Will there be a whiplash punishment for Singaporeans who did not behave themselves...after the IMF meeting is over and everyone has gone home?
Just glad that Paul Wolfowitz made that statement.

Anonymous said...

Very disturbing pictures here of police action in rally:

http://www.youngpap.org.sg/phpbb/viewtopic.php?t=11172

Anonymous said...

the news about banned protestors has provided free advertising for SG: law and order is strict, and citizens keep quiet; invest here and your money is safe

even for non-investors, new publicity is bad publicity

Marcus said...

without a domestic base, we can only be a free economy and our govt hopes that other countries follow suit and open up.

The purpose of IMF and World Bank in helping us achieve this aim is apparent. Nothing wrong with that.

However, there are genuine concerns that some of IMF policies and projects had resulted in environmental and economic losses for the poorer nations while benefitting only the rich capitalists.

We should allow for such concerns to be aired instead of the high handed approach of banning these CSOs.

Poor handling and miscalculations...

Anonymous said...

I applaud you for your guts to criticise factually and boldly. Feeling shame is no surprise. i have long been ASHAMED of being a singaporean - for the idiotic things we are known for from our draconian government to infringment of our civil rights. i don't like this but this shame has built up over the years.
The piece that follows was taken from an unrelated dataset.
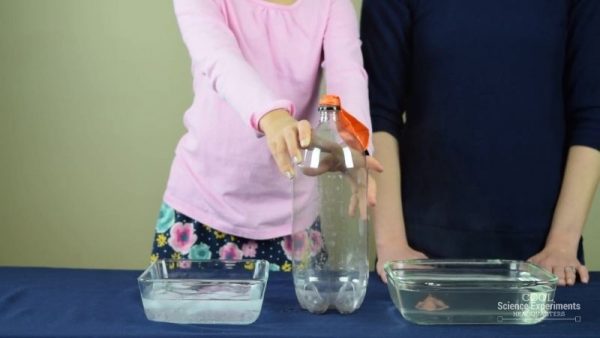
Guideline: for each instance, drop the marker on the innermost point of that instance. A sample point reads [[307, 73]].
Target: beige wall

What the PAP has done at IMF is clearly in line with their blinkered way of doing things in a tyranical way. Our so called government is only able to engage its people and the world on economics terms. IT has failed to engage its people and the world in what matters most - the heart. PAP led by MMLEE is so full of arrogance and ego, they fail to see how little and insignifcant we are in the world. We have have gained fame for being a rich little country but we are scorned by the world for the govt's draconian ways of treating people.

The IMF PR disaster only highlights to the world we have no real freedom nor civil rights here. We are not free to speak without fear. I only hope that we will not perish by the same hands that built modern singapore.